The temple became a centre of inspiration in the Tamil-Saiva revival of Eezham Tamils. Many of the elites of the nation were involved in doing charity to the place. A bigger temple in stone was built in the early 1970s.

With the shift of a section of the Tamil elite to Colombo, the Temple management also became dominated by Colombo Tamils of Jaffna origin.

Sir Kandiah Vaidyanathan who was close to the Sinhala ruling families of Colombo and a Colombo-based lawyer, Mr. Namasivayam who recently passed away at the age of 100, were long contributing to the management and in protecting the temple from all kinds of threats that were coming from time to time.

At present, Mr and Mrs Kailasapillai, based in Colombo, play major roles in the temple management.

Colombo-based Tamil organisations, either due to fear or due to compulsions for collaborative politics, are ‘flexible’ in compromising the interests of Eezham Tamils, complain grassroot civil society activists.

A similar tendency is seen in sections of the diaspora too that have interests in the Colombo-centric system.

For instance, the owner of the 40 perches of land, recently confiscated by the genocidal military for the construction of the Buddhist temple close to the Thirukkeatheesvaram temple is living in the diaspora. He is reportedly hesitant to make international level protests, due to his fear that his visits to Colombo would be affected.

The West that tries to prod Eezham Tamils to engage in ‘collaborative’ development has never done anything for the protection of the diaspora from this kind of intimidation the genocidal state has become an adept of. Nor they concede, even in the recently enacted US-resolution at Geneva, that their model of implementing anything within a united or unitary Sri Lanka is not workable.

Thirukkeatheesvaram
[Photo courtesy: mathagal.com]


Archaeological excavations were carried out at the temple surroundings at Maanthai since 1950s.

In the first series of excavations conducted by Shanmuganathan in the 1950s the structure of an old Saiva temple and a Sivalingam were unearthed close to the present temple. Another special feature was a megalithic burial of extended inhumation excavated by him.

In the 1960s and 70s, Colombo department’s Raja de Silva conducted some excavations which brought out a lot of material, but the reports were not published.

Between 1980 and 1984, Chicago Oriental Institute’s Prof John Carswell, in collaboration with the SL Archaeology Department conducted three seasons of excavations. The Ford Foundation provided the fund for the extensive excavation in 1984.

The excavation revealed the massiveness of East – West trade carried out through the port as well as the site's prehistoric origins going back to microlithic times. 
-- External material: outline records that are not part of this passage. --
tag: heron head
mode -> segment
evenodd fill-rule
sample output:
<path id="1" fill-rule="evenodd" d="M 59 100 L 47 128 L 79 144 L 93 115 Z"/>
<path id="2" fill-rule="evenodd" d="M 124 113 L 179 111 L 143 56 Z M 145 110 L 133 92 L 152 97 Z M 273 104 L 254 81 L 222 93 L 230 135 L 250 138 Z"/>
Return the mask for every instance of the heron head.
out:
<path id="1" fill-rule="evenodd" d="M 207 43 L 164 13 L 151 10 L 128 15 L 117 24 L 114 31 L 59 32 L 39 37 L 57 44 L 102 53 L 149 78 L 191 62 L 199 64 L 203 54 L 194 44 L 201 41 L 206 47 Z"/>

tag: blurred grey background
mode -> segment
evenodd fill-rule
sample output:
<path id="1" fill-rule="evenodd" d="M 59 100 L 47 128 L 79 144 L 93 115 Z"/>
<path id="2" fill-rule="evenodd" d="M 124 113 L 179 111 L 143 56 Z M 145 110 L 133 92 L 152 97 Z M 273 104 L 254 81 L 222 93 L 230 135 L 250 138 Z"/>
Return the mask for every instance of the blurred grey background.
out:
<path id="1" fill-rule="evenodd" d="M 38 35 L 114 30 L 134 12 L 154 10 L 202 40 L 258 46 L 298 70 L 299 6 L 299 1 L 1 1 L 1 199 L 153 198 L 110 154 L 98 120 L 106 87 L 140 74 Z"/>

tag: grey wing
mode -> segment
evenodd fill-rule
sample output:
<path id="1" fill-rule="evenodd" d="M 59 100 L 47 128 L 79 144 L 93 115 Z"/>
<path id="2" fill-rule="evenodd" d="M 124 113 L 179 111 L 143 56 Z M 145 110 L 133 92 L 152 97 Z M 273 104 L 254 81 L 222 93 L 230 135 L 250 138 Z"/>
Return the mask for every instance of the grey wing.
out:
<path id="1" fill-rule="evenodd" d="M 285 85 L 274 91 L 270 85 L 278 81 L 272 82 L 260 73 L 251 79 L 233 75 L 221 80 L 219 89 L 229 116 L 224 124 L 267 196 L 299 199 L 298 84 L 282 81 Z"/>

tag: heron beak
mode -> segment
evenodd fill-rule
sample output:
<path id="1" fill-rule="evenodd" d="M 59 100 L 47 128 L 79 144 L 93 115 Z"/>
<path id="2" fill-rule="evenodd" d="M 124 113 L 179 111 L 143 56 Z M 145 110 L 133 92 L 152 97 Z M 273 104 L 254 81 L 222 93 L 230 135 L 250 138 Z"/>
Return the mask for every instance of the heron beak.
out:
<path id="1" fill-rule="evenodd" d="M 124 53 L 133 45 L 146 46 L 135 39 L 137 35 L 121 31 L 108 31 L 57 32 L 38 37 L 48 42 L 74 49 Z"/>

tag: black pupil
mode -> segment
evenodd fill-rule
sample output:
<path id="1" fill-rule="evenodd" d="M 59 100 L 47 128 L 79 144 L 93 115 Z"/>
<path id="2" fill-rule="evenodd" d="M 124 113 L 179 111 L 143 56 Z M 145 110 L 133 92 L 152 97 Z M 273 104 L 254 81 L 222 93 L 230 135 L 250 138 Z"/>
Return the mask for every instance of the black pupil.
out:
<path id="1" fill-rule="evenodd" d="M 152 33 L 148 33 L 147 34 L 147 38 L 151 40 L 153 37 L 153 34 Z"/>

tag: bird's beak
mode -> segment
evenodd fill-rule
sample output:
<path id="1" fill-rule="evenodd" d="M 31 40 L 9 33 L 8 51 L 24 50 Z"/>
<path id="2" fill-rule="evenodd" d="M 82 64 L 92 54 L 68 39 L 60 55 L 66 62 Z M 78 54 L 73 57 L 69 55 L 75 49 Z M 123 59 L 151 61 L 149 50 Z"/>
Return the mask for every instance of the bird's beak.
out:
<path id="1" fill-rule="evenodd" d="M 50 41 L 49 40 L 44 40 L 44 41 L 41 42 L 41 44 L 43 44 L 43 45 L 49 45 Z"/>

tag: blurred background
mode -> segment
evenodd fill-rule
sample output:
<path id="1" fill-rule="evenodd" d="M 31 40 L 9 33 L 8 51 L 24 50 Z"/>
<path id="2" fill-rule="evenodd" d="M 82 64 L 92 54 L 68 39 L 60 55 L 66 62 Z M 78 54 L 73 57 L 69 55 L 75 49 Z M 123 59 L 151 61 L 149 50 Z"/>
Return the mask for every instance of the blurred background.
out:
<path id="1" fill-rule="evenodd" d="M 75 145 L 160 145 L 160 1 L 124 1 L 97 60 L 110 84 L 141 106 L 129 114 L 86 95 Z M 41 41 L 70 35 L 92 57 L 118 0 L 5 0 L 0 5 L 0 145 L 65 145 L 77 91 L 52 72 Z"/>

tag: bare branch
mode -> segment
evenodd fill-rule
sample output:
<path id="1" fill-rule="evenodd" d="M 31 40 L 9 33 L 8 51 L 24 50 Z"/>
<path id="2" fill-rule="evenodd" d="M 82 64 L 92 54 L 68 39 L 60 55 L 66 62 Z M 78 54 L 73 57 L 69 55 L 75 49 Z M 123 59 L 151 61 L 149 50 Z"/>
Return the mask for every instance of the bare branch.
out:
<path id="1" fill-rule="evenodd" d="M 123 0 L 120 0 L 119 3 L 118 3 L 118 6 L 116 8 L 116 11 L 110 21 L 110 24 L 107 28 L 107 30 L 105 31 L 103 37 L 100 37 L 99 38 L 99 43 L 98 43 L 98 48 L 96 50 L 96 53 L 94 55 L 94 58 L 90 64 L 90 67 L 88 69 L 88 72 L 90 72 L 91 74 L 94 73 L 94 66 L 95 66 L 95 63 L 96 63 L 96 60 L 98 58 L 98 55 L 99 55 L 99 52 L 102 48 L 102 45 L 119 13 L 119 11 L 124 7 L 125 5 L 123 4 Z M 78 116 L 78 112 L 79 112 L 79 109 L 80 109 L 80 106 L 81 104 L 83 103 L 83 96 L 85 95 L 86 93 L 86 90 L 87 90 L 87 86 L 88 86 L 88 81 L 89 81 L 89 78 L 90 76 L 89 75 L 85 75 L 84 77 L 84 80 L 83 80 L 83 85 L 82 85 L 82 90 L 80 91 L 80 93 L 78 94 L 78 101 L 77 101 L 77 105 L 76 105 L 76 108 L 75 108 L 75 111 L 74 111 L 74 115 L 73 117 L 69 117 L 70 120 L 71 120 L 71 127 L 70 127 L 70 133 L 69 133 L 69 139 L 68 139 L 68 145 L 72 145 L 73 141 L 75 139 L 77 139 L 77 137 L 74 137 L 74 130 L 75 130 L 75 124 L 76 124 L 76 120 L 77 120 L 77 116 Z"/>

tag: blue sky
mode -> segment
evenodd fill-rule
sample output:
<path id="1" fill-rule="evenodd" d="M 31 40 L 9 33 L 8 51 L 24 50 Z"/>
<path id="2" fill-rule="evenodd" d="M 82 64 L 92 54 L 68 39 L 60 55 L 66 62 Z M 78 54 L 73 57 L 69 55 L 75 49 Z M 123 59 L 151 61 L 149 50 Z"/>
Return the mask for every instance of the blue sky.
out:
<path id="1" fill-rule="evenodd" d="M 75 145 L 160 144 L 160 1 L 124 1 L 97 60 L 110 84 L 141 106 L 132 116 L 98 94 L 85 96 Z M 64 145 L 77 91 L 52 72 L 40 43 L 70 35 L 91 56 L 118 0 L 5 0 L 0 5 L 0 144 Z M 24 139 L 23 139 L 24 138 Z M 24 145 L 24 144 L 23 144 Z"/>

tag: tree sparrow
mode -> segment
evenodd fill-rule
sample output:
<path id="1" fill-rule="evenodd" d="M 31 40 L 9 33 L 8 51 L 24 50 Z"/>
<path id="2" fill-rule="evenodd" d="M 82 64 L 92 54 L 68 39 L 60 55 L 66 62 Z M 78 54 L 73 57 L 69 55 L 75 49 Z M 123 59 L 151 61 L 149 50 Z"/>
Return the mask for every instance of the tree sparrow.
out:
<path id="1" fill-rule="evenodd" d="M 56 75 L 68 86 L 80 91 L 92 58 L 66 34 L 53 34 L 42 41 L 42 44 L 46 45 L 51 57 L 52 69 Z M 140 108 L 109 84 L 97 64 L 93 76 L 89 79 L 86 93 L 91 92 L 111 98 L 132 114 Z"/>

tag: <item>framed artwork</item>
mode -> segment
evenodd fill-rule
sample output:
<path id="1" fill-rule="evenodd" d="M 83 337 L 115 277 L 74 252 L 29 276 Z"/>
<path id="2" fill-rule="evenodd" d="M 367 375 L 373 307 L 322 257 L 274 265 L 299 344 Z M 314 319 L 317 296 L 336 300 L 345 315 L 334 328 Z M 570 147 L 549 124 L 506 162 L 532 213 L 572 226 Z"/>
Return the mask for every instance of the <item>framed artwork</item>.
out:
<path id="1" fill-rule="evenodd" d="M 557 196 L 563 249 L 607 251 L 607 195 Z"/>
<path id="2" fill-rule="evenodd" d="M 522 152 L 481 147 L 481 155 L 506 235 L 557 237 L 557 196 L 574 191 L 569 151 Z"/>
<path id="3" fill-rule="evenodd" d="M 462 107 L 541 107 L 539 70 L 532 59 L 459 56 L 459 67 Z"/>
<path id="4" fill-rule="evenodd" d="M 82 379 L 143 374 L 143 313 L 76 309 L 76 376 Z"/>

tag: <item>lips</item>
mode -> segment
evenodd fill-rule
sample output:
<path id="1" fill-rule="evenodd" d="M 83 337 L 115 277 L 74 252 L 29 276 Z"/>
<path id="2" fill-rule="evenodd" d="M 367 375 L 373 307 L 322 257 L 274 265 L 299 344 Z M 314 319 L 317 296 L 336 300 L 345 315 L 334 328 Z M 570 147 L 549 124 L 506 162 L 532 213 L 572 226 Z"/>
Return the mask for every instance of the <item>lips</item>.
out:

The excavation that involved the participation of British, American and Indian excavators along with local ones, and the participation of Sinhala and Tamil university students, ended abruptly with that season, when the SL military stationed at Tha’l’laadi camp burning the Mannaar city and killing local people at Maanthai towards the end of the excavation in 1984, marked the beginning of war in that part of the island.

The SL government always had the habit of taking away excavated material of Maanthai to Anuradhapura in the Sinhala south.

The heritage of the Tamil land thus transported to the south is beyond reach to Tamils, and often material of any identity-significance used to go ‘missing’.

Prof John Carswell could not able to compile the report of the excavations for 27 years since their abrupt end.

It is now said that a monograph, jointly edited by Prof Carswell and Dr. Siran Deraniyagala is ready for release shortly.

Last month, sending a short review and wishing well to Dr. Thiagaraja’s publication released in London, the British-born Prof Carswell now in his 80s, said Maanthai “was never the prerogative of any ethnic or religious group.”

“It was a city built on a collaboration of commercial and political interests, coming from east and west, north and south,” Carswell said, adding that ancient cities like Maanthai were “windows on a large, complex, and above all ‘dynamic’ system.”

Carswell’s universal approach to an archaeological site of ancient entrepot heritage may be right, and may be in synchronisation to the ‘globalisation’ of contemporary affairs based on current collaboration of commercial and political interests.

But to what extent the approach brings in justice to the heritage and identity of the people, whose pearl and conch were the footing to the “window”, and who now face structural genocide and annihilation of their nation, is the question.

Jaffna City, the sea routes
Jaffna City, the sea routes [Map: TamilNet]


Already the genocidal state has converted the northwest tip of the Jaffna Peninsula, Thiruvadinilai, located at the closest distance to the Tamil Nadu coast as a Sinhala-Buddhist sacred place, saying that it was the landing place of Buddhism to the island.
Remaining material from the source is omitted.